Deliver Me From Nowhere, 2025 (Film still)

Deliver Me From Nowhere: Odessa Young Steps Into Bruce Country

by · AnOther

Odessa Young captivates as a young mother whose quiet strength grounds Scott Cooper’s intimate Bruce Springsteen biopic

There are some actors you see up on screen for the first time and know right away you’d follow them anywhere, and Odessa Young is one such performer. The Sydney-born star was beguiling opposite Elisabeth Moss in Shirley, Josephine Decker’s erotically charged psychodrama about the writer Shirley Jackson, electric in Sam Levinson’s lurid teen satire Assassination Nation, and heartbreaking in Justin Kurzel’s tragic WWII-set romantic drama The Narrow Road to the Deep North, released this year.

In Springsteen: Deliver Me From Nowhere, Scott Cooper’s rousing rock biopic starring Jeremy Allen White as Bruce Springsteen, she excels once again in a role that might easily have toppled into romantic-interest cliche. Cooper’s film takes a striking approach to the Boss’s story, zooming in on a dark chapter leading to the creation of Nebraska, one of his bleakest but most enduring works. Under pressure from his label who sense that his star is about to go supernova, the musician retreats to his hometown of Long Branch, New Jersey, where the past catches up with him as he slides into a deep depressive funk. “I’m searching for something real in all of the noise,” he says in a trailer-ready moment from the film, and that’s exactly what he finds in Faye (Young), a young single mum and waitress living at home with her mother. Ironically, her character in the film is a “composite”, drawn from several women in the musician’s life.

A self-confessed Springsteen superfan – she tells me his face was iced on to her 16th birthday cake – Young seized on the chance to audition for the role, sending Cooper a self-tape that she later decided she was “deeply unhappy” with. “I was feeling incredibly anxious and depressed,” says the actor, who discovered Bruce’s work through her father, a musician, and describes his music as a “lifeline” through various moments in her life. “I felt I wanted to get out of New York, and I found this converted schoolbus [to stay in], in someone’s backyard in rural New Jersey. Kind of in Bruce country. And I felt like I wanted to be there, because I just had this feeling. So I went and wrote Scott this letter, kind of fully pretending that I hadn’t gone there for the film. It just felt like something I needed to do.”

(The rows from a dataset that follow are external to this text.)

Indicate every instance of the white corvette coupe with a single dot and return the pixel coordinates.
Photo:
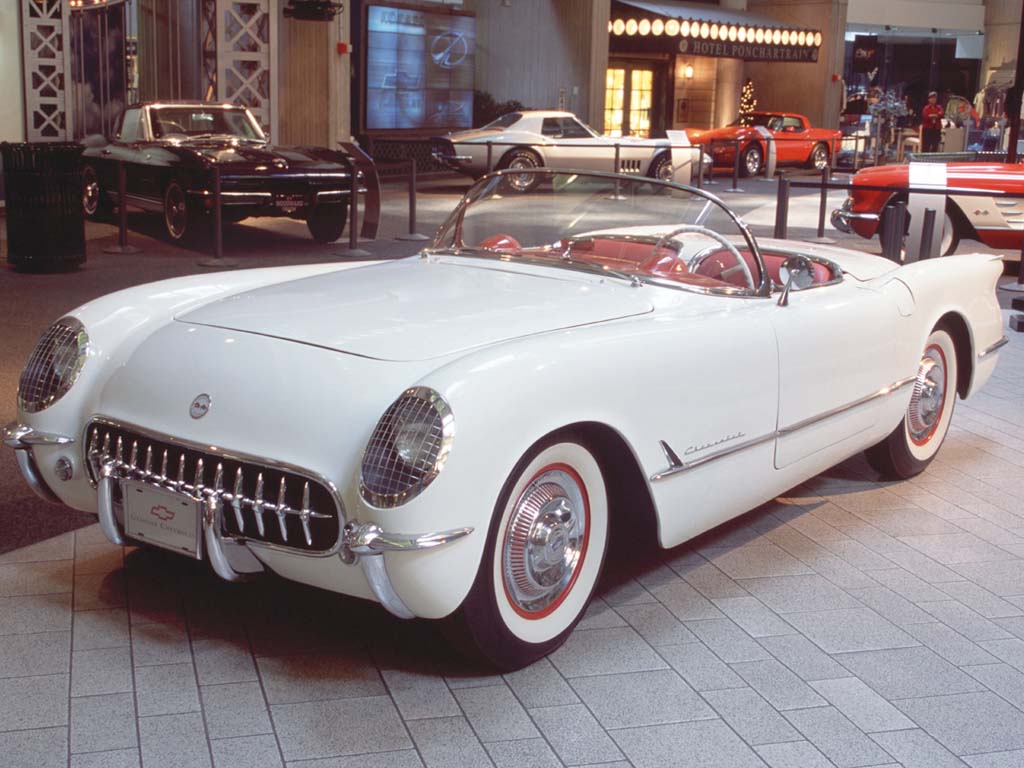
(462, 433)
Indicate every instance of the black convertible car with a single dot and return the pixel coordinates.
(170, 151)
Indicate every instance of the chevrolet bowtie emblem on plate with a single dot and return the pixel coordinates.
(200, 407)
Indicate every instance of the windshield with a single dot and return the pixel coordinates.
(175, 122)
(638, 229)
(771, 122)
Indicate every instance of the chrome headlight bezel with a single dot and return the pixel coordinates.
(386, 480)
(40, 385)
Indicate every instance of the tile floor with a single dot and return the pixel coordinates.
(853, 623)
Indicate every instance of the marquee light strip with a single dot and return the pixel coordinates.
(698, 29)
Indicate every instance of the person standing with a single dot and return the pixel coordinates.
(931, 124)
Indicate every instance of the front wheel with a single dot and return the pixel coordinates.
(912, 445)
(327, 222)
(543, 557)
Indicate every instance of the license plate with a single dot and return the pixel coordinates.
(162, 517)
(290, 202)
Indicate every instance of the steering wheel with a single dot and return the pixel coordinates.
(740, 266)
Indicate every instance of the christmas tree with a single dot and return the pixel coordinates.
(747, 103)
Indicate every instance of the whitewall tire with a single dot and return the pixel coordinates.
(912, 445)
(543, 558)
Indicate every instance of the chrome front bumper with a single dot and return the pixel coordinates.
(230, 557)
(842, 217)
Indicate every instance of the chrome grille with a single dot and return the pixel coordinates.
(259, 502)
(419, 424)
(53, 367)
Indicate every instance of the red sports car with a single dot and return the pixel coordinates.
(796, 142)
(996, 222)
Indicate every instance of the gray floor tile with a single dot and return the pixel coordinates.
(38, 653)
(167, 689)
(495, 713)
(33, 701)
(968, 723)
(728, 641)
(790, 594)
(250, 752)
(837, 737)
(751, 716)
(529, 753)
(174, 741)
(914, 749)
(35, 613)
(640, 698)
(850, 630)
(794, 755)
(861, 706)
(318, 676)
(112, 759)
(710, 743)
(540, 685)
(754, 616)
(950, 644)
(102, 723)
(804, 657)
(605, 651)
(700, 668)
(655, 624)
(419, 694)
(345, 726)
(574, 734)
(448, 742)
(905, 673)
(778, 684)
(100, 671)
(41, 748)
(235, 710)
(760, 559)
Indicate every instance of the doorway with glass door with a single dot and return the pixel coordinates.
(632, 102)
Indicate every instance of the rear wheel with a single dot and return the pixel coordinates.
(327, 222)
(543, 557)
(912, 445)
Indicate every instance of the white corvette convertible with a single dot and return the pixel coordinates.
(460, 434)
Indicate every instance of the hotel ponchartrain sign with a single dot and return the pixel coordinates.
(720, 39)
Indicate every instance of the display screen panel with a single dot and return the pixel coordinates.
(419, 69)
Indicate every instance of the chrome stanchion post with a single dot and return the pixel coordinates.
(782, 209)
(353, 249)
(122, 247)
(412, 235)
(218, 259)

Whatever she wrote, it worked: when Young found out she’d landed the role, she called up her dad to share the news, having kept it under wraps till now for fear of breaking his heart: “I remember asking him, ‘Do you know the director, Scott Cooper?’ And he was like, ‘Oh yeah, Crazy Heart, right?’ ‘Well, he’s making a Bruce Springsteen biopic.’ And my dad was like, ‘Oh yeah? That’s great, incredible. So what else is going on then?’ Like, he thought the fact there was a film being made was the news. And then I said, ‘Well, I’m gonna be in it.’ And there was this prolonged silence. It was a great call to make.”

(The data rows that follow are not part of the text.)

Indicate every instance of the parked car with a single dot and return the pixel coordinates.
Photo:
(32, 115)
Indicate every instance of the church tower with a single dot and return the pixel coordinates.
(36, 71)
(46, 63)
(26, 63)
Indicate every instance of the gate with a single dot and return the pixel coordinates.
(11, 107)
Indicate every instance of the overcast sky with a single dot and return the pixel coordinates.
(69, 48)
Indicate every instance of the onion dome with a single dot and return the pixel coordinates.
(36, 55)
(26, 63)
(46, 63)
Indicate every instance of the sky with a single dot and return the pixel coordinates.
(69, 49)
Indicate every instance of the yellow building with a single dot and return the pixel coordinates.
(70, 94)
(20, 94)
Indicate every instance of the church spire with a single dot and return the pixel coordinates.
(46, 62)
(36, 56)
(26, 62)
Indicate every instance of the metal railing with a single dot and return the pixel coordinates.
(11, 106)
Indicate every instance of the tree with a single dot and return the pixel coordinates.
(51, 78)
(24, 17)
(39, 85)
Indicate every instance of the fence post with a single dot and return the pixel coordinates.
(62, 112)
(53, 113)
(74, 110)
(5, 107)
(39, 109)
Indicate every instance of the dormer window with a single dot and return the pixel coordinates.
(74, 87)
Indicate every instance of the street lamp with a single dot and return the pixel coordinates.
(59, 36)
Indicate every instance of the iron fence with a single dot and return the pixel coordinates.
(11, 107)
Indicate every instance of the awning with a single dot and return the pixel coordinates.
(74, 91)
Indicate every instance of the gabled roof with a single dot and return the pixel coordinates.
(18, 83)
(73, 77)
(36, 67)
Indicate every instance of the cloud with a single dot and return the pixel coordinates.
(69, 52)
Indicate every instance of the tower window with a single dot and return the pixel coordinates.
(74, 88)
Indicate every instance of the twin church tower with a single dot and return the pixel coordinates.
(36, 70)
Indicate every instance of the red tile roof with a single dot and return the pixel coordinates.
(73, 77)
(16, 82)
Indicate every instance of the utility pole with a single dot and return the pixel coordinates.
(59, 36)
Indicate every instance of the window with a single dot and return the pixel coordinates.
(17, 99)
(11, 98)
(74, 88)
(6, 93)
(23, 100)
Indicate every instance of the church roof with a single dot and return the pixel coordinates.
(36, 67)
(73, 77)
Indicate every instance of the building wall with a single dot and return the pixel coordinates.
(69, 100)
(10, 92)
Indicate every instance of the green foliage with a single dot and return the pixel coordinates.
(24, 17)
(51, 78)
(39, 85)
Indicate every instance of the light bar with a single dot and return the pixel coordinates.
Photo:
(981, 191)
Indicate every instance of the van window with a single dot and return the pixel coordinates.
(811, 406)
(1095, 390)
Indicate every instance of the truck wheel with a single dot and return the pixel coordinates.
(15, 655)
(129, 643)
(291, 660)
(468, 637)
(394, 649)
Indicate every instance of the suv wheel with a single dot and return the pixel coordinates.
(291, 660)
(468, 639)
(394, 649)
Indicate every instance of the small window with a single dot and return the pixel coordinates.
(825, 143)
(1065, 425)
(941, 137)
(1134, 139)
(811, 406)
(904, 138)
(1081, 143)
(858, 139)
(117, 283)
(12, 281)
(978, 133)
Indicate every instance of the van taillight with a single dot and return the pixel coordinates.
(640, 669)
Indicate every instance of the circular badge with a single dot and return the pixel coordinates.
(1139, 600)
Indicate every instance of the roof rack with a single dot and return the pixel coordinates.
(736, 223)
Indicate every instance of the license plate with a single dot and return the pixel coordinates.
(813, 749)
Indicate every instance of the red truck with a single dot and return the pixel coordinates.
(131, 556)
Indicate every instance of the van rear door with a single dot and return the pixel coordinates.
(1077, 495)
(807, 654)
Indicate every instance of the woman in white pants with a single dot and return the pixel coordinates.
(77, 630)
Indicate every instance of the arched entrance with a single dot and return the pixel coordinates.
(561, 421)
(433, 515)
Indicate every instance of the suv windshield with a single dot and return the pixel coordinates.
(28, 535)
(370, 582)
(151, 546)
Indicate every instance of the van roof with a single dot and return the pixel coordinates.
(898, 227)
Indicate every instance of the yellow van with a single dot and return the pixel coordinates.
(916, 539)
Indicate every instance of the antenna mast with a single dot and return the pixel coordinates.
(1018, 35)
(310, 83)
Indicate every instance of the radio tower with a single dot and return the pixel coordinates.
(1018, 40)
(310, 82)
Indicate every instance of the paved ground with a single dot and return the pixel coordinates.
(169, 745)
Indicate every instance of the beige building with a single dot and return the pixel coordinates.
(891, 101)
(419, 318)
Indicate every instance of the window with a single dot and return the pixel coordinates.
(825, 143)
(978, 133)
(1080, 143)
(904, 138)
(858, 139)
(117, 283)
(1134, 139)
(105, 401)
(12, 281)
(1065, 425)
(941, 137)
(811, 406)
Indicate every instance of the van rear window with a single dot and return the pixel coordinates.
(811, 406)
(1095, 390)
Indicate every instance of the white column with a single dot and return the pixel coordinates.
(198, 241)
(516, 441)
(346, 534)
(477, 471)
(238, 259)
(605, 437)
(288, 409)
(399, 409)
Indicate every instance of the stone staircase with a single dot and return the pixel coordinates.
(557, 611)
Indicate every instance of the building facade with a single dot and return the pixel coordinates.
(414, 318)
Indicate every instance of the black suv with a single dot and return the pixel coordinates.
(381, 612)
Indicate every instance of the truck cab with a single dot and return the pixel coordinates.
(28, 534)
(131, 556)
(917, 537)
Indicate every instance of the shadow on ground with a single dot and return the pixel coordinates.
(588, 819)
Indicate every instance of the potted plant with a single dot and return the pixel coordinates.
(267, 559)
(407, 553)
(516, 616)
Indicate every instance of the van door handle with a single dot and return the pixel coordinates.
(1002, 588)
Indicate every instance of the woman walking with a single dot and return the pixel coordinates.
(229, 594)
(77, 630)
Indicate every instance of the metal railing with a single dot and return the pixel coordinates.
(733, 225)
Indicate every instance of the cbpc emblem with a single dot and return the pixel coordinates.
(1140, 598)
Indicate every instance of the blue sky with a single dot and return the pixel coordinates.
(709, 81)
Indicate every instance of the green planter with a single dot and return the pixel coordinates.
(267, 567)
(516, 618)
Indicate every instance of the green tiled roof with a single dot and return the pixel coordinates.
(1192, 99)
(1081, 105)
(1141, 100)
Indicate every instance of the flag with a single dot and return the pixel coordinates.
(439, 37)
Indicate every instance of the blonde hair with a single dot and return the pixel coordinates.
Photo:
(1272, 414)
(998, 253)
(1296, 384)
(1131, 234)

Deliver Me From Nowhere, 2025 (Film still)

There were no chemistry reads for the role, with Young meeting Allen White just once at a film screening before being asked to jump into bed for a postcoital scene on her first day on set. “I was like, ‘Excuse me?!’,” laughs Young, “so I went in and did a terrible take, obviously. It was such a weird place to jump in: like, OK, great we just had sex last night, now I’ve gotta put together the pieces in the moment of where my character is supposed to be, without any kind of rehearsal or whatever. But it was interesting jumping in like that as well.”

Young says she “barely remembers” her first meeting with the real-life Boss, at the same screening where she met Allen White, because she was so nervous. “I just did, like, straight-up dad jokes at him,” she laughs, “but he was obviously just so lovely and the ultimate gentleman.” Later, when Springsteen was on set for a scene at a diner where Faye delivers some difficult home truths, he took her to one side during a break in filming. “He told me how happy he was with the scene, and that this was something that really happened to him – that someone really did have this conversation with him where they’d taken him to task,” says Young, who gets a great line in the scene reminding Springsteen that she and her daughter are flesh-and-blood people, not characters from one of his songs. “It was so nice to hear him be appreciative about what I was doing, because that moment was real.”

Deliver Me From Nowhere is out in cinemas today.